Depois de ver “Verità” ficar de fora da seleção no ano passado, Pietro estreia na competição com “Uomo che cade”, faixa que transita entre o rap e um refrão cantado, desenhando um roteiro emocional onde a queda faz parte do curso e o levantar é ato de coragem. “Sento che questo palco è molto più grande di me, entro alla chetichella, ma non vedo l’ora di vedere che succede”, confessou, com a humildade e a curiosidade de quem sabe que o palco pode ser tanto espelho quanto arena.
O texto da canção, coassinado por Pietro e Antonio Di Martino, aborda a jornada coletiva de quem persegue um caminho: os obstáculos, as quedas e a resiliência. A música foi composta por Antonio Di Martino e Marco Spaggiari; a produção ficou a cargo de Vanegas, com contribuições adicionais de Giovanni Pallotti, Fudasca, Sedd e Montesacro — nomes que trazem a marca de uma cena colaborativa e artesanal.
Na noite de sexta-feira, Tredici Pietro subirá ao Teatro Ariston para interpretar uma homenagem: Vita (de Lucio Dalla/Gianni Morandi), acompanhado por Galeffi, Fudasca & band. É um encontro entre amigos e parceiros artísticos, parte de uma rede criativa que acompanhou Pietro desde os palcos do circuito até as sessões de estúdio — a mesma banda que o acompanhou no último tour esgotado. Esta escolha revela mais do que um repertório: é um reframe da memória afetiva, um ato de genealogia cultural em palco.
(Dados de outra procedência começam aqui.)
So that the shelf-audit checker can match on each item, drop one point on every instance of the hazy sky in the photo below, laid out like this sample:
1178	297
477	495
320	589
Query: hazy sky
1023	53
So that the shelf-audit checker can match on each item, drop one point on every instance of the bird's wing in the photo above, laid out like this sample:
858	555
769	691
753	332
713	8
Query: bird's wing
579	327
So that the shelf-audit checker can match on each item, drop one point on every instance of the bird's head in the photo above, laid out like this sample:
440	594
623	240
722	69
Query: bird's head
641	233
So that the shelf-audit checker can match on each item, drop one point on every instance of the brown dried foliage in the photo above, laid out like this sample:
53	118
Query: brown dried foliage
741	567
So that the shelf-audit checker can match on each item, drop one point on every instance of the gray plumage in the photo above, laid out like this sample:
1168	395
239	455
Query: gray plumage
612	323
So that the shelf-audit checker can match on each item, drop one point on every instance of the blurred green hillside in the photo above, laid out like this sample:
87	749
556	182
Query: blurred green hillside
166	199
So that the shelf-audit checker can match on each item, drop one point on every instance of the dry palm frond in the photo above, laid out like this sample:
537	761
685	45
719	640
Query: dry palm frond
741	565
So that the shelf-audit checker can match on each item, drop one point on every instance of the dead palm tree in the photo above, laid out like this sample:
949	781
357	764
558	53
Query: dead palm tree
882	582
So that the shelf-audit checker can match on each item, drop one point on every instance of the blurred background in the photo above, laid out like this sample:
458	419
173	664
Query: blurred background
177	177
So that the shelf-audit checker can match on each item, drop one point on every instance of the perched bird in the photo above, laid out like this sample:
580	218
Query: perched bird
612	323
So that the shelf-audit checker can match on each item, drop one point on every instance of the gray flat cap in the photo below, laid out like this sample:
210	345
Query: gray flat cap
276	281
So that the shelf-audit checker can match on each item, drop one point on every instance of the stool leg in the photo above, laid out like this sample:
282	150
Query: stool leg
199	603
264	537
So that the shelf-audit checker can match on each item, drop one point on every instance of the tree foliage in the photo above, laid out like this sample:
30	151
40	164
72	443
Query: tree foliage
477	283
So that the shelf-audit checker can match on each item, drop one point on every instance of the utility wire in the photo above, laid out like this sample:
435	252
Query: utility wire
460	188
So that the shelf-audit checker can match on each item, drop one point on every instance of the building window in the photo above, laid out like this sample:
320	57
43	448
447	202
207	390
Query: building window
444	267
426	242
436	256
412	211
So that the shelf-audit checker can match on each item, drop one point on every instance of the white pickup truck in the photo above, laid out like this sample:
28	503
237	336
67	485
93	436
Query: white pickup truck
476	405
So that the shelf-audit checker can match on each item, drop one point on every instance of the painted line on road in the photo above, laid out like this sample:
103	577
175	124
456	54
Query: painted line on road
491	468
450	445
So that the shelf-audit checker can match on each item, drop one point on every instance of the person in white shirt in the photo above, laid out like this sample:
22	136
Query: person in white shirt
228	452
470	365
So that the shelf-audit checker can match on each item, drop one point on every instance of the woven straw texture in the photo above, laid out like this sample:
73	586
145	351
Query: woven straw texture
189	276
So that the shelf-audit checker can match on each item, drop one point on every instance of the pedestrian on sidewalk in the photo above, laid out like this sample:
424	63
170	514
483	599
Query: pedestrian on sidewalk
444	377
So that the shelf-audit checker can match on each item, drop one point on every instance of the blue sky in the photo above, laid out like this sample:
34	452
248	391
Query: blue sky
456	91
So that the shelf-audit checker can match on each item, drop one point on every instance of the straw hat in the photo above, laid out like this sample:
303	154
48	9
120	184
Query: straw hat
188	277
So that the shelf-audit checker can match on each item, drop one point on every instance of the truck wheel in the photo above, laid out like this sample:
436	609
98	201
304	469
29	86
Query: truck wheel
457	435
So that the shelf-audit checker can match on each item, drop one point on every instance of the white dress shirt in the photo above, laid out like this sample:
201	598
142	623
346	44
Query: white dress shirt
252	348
Filho de Gianni Morandi e Anna Dan, Pietro fez sua estreia em 2018 com o single Pizza e fichi. Em 2019 lançou o EP Assurdo, seguido por X questa notte (2021). O primeiro álbum, Solito posto, soliti guai (2022), consolidou uma poética marcada por relações, fragilidades e processos de crescimento. O vínculo artístico com Lil Busso resultou no álbum conjunto Lovesick (2022), mostrando a importância das colaborações na construção de uma identidade sonora.
Entre 2024 e 2025, uma nova sequência de singles abriu caminho para Non guardare giù (2025), disco que assinala uma maturidade narrativa e sonora — um balanço entre introspecção e aberturas pop-rap. A presença de Pietro no álbum do retorno de Fabri Fibra, na faixa Che gusto c’è, é outro marco simbólico: a inserção da sua voz em conversas mais amplas da cena contemporânea.
Importante novidade editorial: no dia 27 de fevereiro será lançada a edição especial Non guardare + giù (Sony / Epic), que reúne as faixas originais, o single La fretta e o inédito sanremese “Uomo che cade”. É o fechamento — e ao mesmo tempo um novo início — de um ciclo que entrelaça herança e autonomia.
Ao acompanhar Tredici Pietro, observamos não só a trajetória de um artista que se construiu longe do rótulo de filho de celebridade, mas também o roteiro oculto de uma geração que reinventa afetos e referências. Em suma, é a semiótica do viral aliada ao cuidado artesanal: um eco cultural que resume o estado de nosso tempo.